O empresário na real
O discurso da alta performance raramente resiste à realidade. Crescer sob pressão, incerteza e responsabilidade constante está longe da ideia de uma rotina perfeita
O discurso sobre alta performance empresarial raramente sobrevive à realidade. A ideia de que é possível sustentar crescimento consistente com alimentação perfeita, rotina equilibrada e oito horas de sono diárias não resiste ao ambiente em que decisões sob pressão, incerteza e responsabilidade constante. O problema não está no ideal, está na ilusão de que a vida empresarial é perfeita.
A Ilusão do Equilíbrio Perfeito na Vida Empresarial
A consequência é direta: a rotina real de quem lidera negócios é incompatível com modelos idealizados de equilíbrio absoluto. Não se trata de negligência, mas de prioridade. Decidir, sustentar risco e responder rapidamente a mudanças consome energia cognitiva e emocional que não pode ser distribuída de forma perfeitamente equilibrada.
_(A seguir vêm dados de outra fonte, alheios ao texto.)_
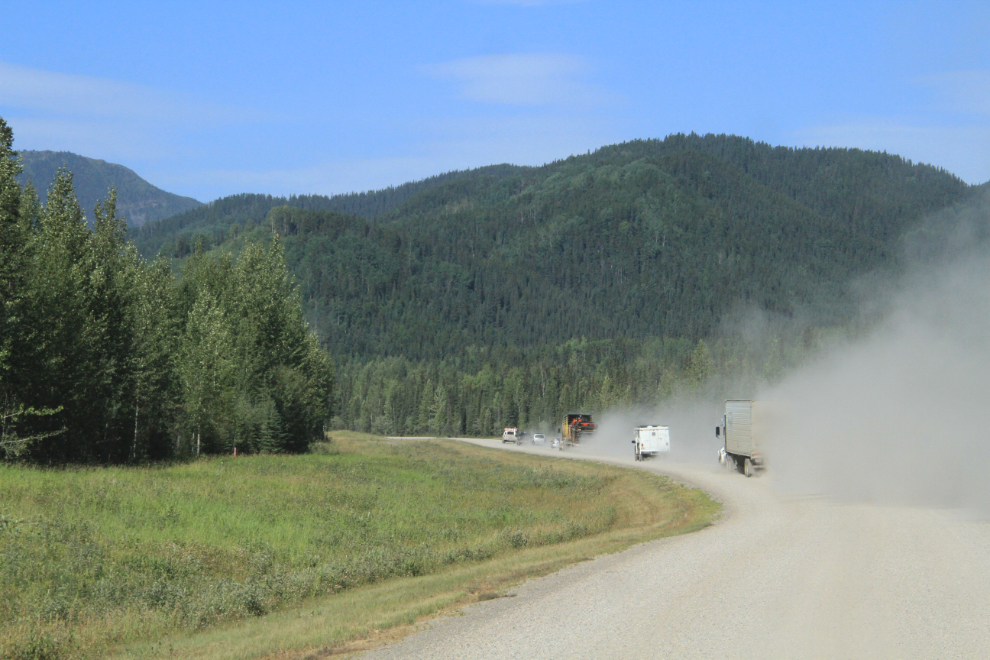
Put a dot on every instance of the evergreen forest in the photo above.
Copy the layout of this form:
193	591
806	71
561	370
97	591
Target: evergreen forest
106	357
509	295
460	304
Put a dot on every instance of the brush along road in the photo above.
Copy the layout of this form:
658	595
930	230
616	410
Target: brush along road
777	577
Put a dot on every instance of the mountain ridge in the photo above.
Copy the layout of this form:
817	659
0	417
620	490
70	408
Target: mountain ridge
138	201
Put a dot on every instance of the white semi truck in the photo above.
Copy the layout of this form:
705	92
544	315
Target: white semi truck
740	429
651	441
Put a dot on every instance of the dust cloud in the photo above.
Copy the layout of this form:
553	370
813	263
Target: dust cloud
898	416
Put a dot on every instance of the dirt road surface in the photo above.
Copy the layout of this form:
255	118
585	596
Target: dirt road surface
777	577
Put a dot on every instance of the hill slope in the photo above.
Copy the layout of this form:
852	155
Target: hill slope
643	239
137	200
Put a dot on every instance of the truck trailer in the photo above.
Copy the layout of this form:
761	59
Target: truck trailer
741	431
651	442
Ben Horowitz, em O Lado Difícil das Situações Difíceis, descreve esse cenário com precisão ao afirmar que construir uma empresa exige tomar decisões difíceis em contextos em que não há boas opções, apenas escolhas necessárias. O empresário não escolhe entre conforto e esforço, escolhe entre agir ou perder relevância.
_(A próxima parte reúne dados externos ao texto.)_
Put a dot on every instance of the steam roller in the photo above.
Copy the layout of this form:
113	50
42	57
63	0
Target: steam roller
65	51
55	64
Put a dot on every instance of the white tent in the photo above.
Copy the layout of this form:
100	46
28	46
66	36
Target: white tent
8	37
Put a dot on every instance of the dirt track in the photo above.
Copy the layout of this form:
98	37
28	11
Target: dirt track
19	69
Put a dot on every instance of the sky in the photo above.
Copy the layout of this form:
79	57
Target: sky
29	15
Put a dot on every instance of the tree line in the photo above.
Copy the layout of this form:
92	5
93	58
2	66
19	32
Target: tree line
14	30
Isso não significa desprezar saúde ou disciplina, mas compreender hierarquia de prioridades. Há momentos de construção em que o desequilíbrio é inevitável. A tentativa de manter uma rotina idealizada durante fases críticas frequentemente resulta em decisões lentas, oportunidades perdidas e deterioração do negócio.
A McKinsey (2024) reforça essa lógica ao demonstrar que empresas que respondem rapidamente a mudanças de mercado têm desempenho até 2,5 vezes superior às que priorizam estabilidade operacional. Velocidade de decisão, nesse cenário, é mais determinante do que equilíbrio de rotina.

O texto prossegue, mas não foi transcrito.